Throughout history humans have shaped nature and nature has shaped the development of human society.

The human dimension has become globally interconnected, through technology, capital markets and systems of governance with decisions in one place influencing people and ecosystems elsewhere. Local communities are subject to decision from regional levels and connected to global markets and vice versa.

Reduced temporal variability of renewable resource flows in some parts of the world has resulted in increased spatial dependence on other areas on earth, reflected in e.g. widespread ecosystem support to urban areas.

Societal development supported by ecosystems
In this context it becomes clear that patterns of production, consumption and wellbeing develop not only from economic and social relations within and between regions, but to be sustained also depend on the capacity of ecosystems throughout the world to support societal development.

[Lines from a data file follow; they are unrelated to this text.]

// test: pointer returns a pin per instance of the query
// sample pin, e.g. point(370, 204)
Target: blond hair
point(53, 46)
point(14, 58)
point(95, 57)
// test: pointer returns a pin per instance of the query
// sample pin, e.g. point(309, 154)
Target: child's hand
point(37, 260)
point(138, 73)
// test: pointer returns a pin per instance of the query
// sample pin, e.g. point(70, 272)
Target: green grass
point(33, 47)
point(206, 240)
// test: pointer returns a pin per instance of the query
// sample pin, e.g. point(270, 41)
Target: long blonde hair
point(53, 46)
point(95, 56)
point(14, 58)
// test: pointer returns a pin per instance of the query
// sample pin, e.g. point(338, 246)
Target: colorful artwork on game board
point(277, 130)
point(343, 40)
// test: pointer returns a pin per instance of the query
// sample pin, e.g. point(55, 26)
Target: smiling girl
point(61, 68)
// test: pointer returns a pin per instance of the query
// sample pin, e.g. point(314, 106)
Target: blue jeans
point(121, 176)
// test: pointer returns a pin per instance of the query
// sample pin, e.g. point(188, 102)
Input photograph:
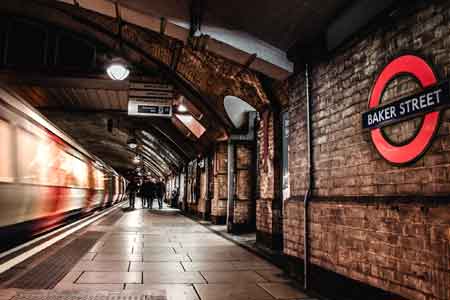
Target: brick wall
point(268, 210)
point(219, 201)
point(243, 200)
point(383, 225)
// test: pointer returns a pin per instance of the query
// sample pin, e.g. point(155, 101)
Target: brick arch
point(204, 77)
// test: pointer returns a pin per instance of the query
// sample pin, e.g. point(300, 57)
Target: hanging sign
point(429, 102)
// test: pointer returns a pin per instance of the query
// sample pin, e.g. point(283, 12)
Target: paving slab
point(233, 277)
point(173, 277)
point(283, 291)
point(156, 266)
point(232, 291)
point(110, 277)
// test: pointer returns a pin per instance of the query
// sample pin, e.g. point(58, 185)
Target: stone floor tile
point(274, 276)
point(89, 287)
point(209, 266)
point(252, 265)
point(165, 257)
point(89, 256)
point(169, 291)
point(283, 291)
point(117, 257)
point(232, 277)
point(156, 266)
point(231, 292)
point(173, 277)
point(7, 294)
point(106, 266)
point(110, 277)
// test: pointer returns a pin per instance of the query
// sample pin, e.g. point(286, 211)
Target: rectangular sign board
point(140, 91)
point(150, 108)
point(430, 99)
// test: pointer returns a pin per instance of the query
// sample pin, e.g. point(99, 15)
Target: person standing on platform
point(131, 191)
point(161, 191)
point(151, 193)
point(146, 193)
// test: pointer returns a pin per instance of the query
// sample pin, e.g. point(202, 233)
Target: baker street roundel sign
point(428, 102)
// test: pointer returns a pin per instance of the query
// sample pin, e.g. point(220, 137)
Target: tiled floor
point(164, 254)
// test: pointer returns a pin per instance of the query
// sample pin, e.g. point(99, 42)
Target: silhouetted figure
point(132, 189)
point(160, 192)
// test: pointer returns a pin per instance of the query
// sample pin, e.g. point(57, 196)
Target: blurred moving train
point(46, 178)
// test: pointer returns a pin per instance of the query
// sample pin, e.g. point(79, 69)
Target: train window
point(6, 172)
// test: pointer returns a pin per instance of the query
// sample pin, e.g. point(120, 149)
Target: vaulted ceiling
point(238, 48)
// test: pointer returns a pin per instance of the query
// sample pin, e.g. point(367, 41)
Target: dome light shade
point(137, 159)
point(182, 108)
point(118, 70)
point(132, 143)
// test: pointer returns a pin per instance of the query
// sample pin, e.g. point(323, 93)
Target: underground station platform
point(212, 150)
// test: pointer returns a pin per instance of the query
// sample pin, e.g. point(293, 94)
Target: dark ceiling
point(279, 23)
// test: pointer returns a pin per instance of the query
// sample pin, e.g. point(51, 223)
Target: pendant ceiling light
point(118, 69)
point(181, 106)
point(132, 143)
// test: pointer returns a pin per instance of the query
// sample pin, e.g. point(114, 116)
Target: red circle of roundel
point(417, 67)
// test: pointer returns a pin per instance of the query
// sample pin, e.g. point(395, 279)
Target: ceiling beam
point(41, 80)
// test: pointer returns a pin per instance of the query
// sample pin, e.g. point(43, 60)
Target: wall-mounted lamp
point(118, 69)
point(132, 143)
point(181, 106)
point(137, 159)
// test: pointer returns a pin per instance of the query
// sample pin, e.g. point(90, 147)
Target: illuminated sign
point(433, 97)
point(150, 108)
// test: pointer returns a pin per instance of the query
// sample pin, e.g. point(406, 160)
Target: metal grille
point(48, 273)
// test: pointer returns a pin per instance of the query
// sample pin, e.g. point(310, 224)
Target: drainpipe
point(310, 181)
point(248, 136)
point(230, 202)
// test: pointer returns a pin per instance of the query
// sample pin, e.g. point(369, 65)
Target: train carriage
point(46, 178)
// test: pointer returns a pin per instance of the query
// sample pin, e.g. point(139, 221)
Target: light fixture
point(137, 159)
point(117, 69)
point(132, 143)
point(181, 106)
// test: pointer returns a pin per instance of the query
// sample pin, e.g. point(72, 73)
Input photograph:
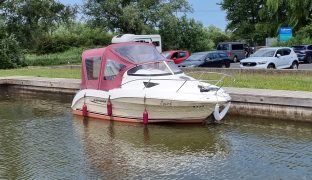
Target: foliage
point(256, 20)
point(77, 35)
point(28, 20)
point(71, 56)
point(11, 55)
point(183, 33)
point(132, 16)
point(243, 17)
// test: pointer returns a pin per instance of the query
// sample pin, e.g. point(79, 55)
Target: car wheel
point(271, 66)
point(294, 65)
point(235, 59)
point(309, 59)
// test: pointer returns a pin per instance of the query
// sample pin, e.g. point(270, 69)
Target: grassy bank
point(294, 82)
point(71, 56)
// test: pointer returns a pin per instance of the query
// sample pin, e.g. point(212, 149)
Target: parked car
point(235, 50)
point(177, 56)
point(304, 53)
point(272, 58)
point(207, 59)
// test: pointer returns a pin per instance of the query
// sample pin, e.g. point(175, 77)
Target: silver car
point(272, 58)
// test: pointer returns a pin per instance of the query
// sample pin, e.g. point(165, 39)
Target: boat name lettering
point(98, 101)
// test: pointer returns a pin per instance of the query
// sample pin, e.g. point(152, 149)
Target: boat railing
point(219, 82)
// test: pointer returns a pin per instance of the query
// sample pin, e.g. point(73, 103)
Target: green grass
point(71, 56)
point(43, 72)
point(294, 82)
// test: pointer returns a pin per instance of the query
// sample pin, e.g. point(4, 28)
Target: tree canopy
point(256, 20)
point(29, 19)
point(132, 16)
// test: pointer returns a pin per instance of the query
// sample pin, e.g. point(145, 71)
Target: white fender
point(220, 115)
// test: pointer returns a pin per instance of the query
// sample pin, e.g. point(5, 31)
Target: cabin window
point(93, 65)
point(156, 43)
point(112, 69)
point(139, 53)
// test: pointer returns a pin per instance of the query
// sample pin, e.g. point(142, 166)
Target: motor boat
point(133, 82)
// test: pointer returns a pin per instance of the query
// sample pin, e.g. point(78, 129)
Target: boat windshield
point(160, 68)
point(166, 54)
point(139, 53)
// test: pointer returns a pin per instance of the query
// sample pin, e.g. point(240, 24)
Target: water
point(41, 139)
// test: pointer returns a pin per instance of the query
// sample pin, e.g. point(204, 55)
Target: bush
point(11, 55)
point(64, 40)
point(303, 36)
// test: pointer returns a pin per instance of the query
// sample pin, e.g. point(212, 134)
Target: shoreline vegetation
point(292, 82)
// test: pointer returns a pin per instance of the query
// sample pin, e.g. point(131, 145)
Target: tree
point(216, 35)
point(132, 16)
point(29, 19)
point(243, 18)
point(295, 13)
point(183, 33)
point(11, 55)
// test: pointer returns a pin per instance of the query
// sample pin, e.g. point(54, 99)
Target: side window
point(112, 69)
point(210, 56)
point(215, 56)
point(237, 47)
point(175, 55)
point(93, 66)
point(181, 54)
point(286, 52)
point(223, 47)
point(279, 52)
point(156, 43)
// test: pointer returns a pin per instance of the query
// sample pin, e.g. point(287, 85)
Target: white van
point(154, 38)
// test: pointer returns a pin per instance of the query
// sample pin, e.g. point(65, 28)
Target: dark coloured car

Social conditions, health, culture, democracy, and matters of security, survival and the environment are interwoven in a grand panorama of regional and worldwide dependency.

Social-ecological systems are therefore linked across temporal and spatial scales and levels of organization. New insights are emerging on cross-scale interactions in social-ecological systems including drivers of land use change and on governance systems that allow for learning and responding to environmental feedback and change.

Thus cross-scale, or cross-system, interactions are a critical research frontier for social-ecological systems.

How do multiple subsystems interact to create, or erode, resilience? What kinds of social-ecological configurations lead to sustainable versus unsustainable societies?

These are important questions that are just beginning to be addressed.